Kabar tak sedap itu akhirnya menjadi kenyataan. Prediksi banyak kalangan tentang Telkom akan gagal di Myanmar itu benar adanya.
Hal itu dibuktikan dengan keluarnya pengumuman 12 peserta yang berhak lolos ke babak final untuk memperebutkan dua lisensi seluler di Myanmar oleh pemerintah setempat.
Kedua belas peserta itu adalah konsorsium Bharti Airtel, Konsorsium Vodafone dan China Mobile, Telenor, SingTel, Axiata, Konsorsium MTN , Bermuda Digicel, France Telecom, Qatar Telecommunications, Millicom International, Viettel Group, dan KDDI Corporation.
Tak masuknya nama Telkom sebenarnya bukan kejutan bagi kalangan yang mengikuti aksi Badan Usaha Milik Negara (BUMN) ini masuk ke gelanggang sejak Januari lalu di Myanmar.
Jelang tutup januari 2013, sudah tersiar kabar nama Telkom tak masuk sebagai pihak yang memasukkan proposal ke panitia tender di Myanmar.
Namun, kala itu Telkom membantah tak memasukkan proposal karena masa Expression of Interest (EOI) diperpanjang. Kasak-kusuk menyebutkan sebenarnya kala itu Telkom dalam posisi gamang.
Pasalnya, mitra yang tadinya diharapkan digandeng, SingTel, mendadak balik badan dan malah ikut sebagai peserta dengan menggandeng konglomerat bisnis Myanmar KBZ. Tak hanya itu, SingTel juga menyebar dua anak usaha untuk masuk di tender yakni Bharti Airtel dan Telenor.
Ini tentu membuat manajemen Telkom kalang kabut. Bayangkan, SingTel yang selama ini menikmati manisnya madu Telkomsel, ternyata tidak bisa dijadikan mitra dalam mendukung ekspansi Telkom.
Padahal, salah satu persyaratan tender yang umum berlaku di luar negeri adalah masalah rekam jejak terutama dalam menangani jutaan pelanggan dan jaringan di luar negara asalnya. Jika SingTel yang digandeng tentu akan memuluskan langkah Telkom dengan rekam jejaknya di banyak negara.
Kala tersiar kabar Telkom menggandeng pemain setempat, sontak prediksi BUMN ini tak akan lolos hingga babak evaluasi menyeruak. Pasalnya, kisah sukses Telkom lebih banyak di negeri sendiri. Alhasil, karena dinilai tak mampu memenuhi persyaratan berpengalaman menangani satu juta pelanggan selama dua tahun, sayap ekspansi Telkom terpaksa patah di Myanmar.

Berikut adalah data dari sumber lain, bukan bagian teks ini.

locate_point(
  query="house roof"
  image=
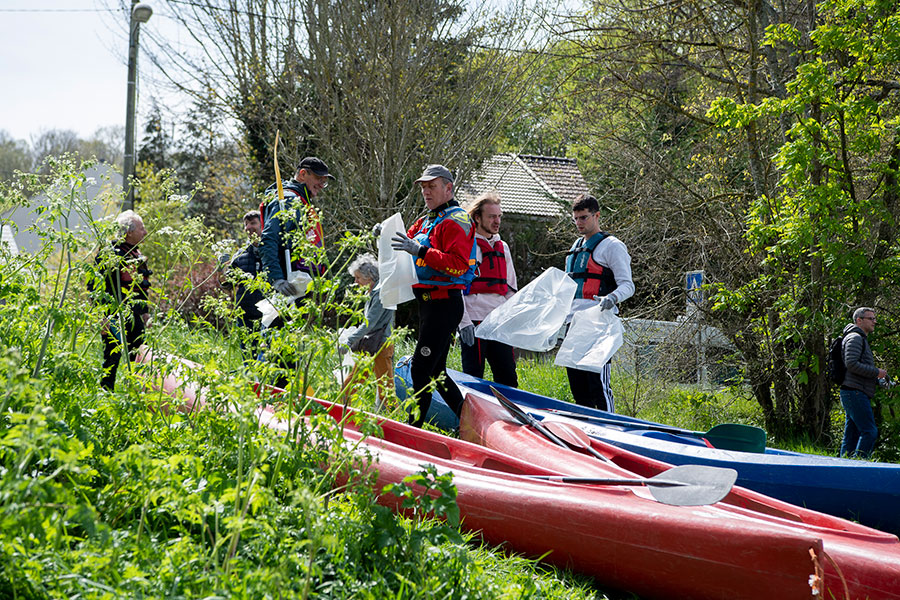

Memang, masih ada peluang di bisnis Teknologi Informasi (TI), tetapi nilainya tak menggiurkan seperti bisnis jasa dan jaringan seluler. Bayangkan, satu lisensi seluler saja nilai proyeknya mencapai Rp 19 triliun. Belum lagi melihat nilai pasar seluler di Myanmar yang diperkirakan US$23 miliar atau setara Rp 223.3 triliun.
Bisa dikatakan kondisi Myanmar adalah idaman bagi operator karena seperti padang rumput hijau yang masih kosong. Tak heran para pemain besar dunia berburu ingin menguasai padang rumput ini.
Kita harapkan kegagalan di Myanmar ini menjadikan pelajaran bagi manajemen Telkom dan pemerintah di masa mendatang. Pasalnya, di negara manapun, sebuah entitas bisnis kala ekspansi tak akan bisa kuat tanpa bantuan dari pemerintahnya.
Hal yang sangat disayangkan dalam kasus ini adalah Myanamar banyak dibantu Indonesia dari sisi politik. Ternyata, investasi moral itu tak bisa dikonversi menjadi sesuatu yang berharga secara ekonomi.Sebuah pelajaran yang sangat mahal bagi Indonesia secara keseluruhan.